Is Ed Miliband silent because he too lacks authority over Labour MPs? After all, he was not their choice as leader.
Perhaps they share the widespread view of him as a bright sixth former? Though to be accurate, he is more like that sixth former's ink-stained younger brother.
Meanwhile, the theory that Ed Miliband exists for only 30 minutes a week - at prime minister's questions on Wednesday lunchtimes - will be finding new adherents.
Later. As discussed in the comments, Ed Miliband is on paternity leave. We shall see if he makes a decisive return to the scene when the two weeks are over.
Even later. Michael Crick has offered a different analysis on Newsnight. There is considerable anger amongst older Labour MPs at the strong line Harman and Gordon Brown took with them over expernses in the last parliament. The Woolas affair and Ed Miliband's absence has given them an opportunity to vent that anger.
Much later than that. I conceded too much to my critics. Ed Miliband broke off from his paternity leave to criticise Lord Young's comments on the recession. If he had time to do that then he had time to issue a clear condemnation of Woolas's campaign tactics.
So I was right after all. Miliband chose to hide behind Harriet Harman so that he did not have to condemn Woolas and risk upsetting Labour MPs.
5 comments:
Isn't he on paternity leave now?
I know that doesn't excuse making Woolas shadow immigration minister, but to complain that Ed Miliband is not saying much is a little harsh imo.
Fair point, though the Woolas verdict was last Friday, so Ed Miliband could have taken a lead then.
It is early days, but I suspect we are seeing a pattern being formed. Did we ever hear from him on Ken Livingstone and the Tower Hamlets mayoral election?
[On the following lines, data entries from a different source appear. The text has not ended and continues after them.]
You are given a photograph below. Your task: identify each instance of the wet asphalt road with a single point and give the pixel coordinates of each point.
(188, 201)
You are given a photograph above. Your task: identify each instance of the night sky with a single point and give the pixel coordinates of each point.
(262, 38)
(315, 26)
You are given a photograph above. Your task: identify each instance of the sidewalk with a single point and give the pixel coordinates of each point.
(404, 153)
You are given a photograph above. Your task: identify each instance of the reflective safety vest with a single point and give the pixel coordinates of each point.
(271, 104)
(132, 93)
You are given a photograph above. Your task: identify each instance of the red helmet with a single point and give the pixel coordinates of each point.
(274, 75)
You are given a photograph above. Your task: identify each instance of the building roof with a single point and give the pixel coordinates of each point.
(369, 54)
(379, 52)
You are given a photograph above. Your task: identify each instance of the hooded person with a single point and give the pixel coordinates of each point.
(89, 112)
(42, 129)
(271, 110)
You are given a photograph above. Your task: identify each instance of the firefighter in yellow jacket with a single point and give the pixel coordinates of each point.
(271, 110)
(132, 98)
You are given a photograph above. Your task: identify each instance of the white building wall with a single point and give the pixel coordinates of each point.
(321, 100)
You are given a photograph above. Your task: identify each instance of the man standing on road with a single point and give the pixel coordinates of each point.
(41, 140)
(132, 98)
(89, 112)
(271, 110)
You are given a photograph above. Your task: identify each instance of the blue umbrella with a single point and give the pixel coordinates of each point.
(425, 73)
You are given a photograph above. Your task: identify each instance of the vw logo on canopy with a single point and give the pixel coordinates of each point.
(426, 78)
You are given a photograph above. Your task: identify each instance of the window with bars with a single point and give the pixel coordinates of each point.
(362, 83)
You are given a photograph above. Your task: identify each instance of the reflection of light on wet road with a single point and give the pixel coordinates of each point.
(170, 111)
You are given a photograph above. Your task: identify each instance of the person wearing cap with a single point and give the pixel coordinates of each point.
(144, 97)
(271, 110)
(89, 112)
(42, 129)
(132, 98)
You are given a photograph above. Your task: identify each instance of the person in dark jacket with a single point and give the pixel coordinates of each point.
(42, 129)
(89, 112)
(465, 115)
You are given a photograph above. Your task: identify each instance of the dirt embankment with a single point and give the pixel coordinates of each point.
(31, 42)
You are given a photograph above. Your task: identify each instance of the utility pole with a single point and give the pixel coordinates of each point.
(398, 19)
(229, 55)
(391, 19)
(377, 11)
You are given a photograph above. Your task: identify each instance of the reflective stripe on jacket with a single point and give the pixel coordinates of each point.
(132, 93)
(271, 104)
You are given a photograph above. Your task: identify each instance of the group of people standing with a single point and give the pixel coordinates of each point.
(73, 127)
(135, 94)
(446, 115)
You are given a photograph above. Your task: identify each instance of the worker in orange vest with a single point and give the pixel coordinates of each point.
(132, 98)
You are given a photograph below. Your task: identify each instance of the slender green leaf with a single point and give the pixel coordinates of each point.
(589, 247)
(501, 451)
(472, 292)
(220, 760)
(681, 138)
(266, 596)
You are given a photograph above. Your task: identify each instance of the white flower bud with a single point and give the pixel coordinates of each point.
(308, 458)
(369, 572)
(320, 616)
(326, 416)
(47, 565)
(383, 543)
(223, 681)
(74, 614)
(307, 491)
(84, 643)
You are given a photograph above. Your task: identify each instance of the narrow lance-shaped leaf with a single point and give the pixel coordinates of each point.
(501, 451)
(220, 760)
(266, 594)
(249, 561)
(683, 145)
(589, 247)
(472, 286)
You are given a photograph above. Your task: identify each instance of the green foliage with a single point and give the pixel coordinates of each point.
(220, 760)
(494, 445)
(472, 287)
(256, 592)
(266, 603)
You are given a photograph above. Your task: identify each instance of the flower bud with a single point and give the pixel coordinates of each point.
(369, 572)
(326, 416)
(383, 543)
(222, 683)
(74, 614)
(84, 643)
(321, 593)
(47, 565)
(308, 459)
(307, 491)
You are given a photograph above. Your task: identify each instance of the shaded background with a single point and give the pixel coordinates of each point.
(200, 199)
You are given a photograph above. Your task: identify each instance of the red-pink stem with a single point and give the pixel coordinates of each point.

Irony about older Labour MPs being angry is that the older they are, the more likely that are to have voted in favour of the 1983 legislation that they now say is so awful. Have you spotted any individuals who were MPs in 1983 complaining about it?
Are you expecting Miliband to voice his opinion on everything, and then castigate him if he decides that his deputy has covered off the issue adequately?
Presumably if he went the other way, and mouthed off about every issue under the sun, you'd accuse him of control freakery.
Given Ed Miliband's youth and relative lack of support among his MPs and constituency parties, his overwhelming need is to be seen as an authoritative leader.
And I am not as petty as you seem to think.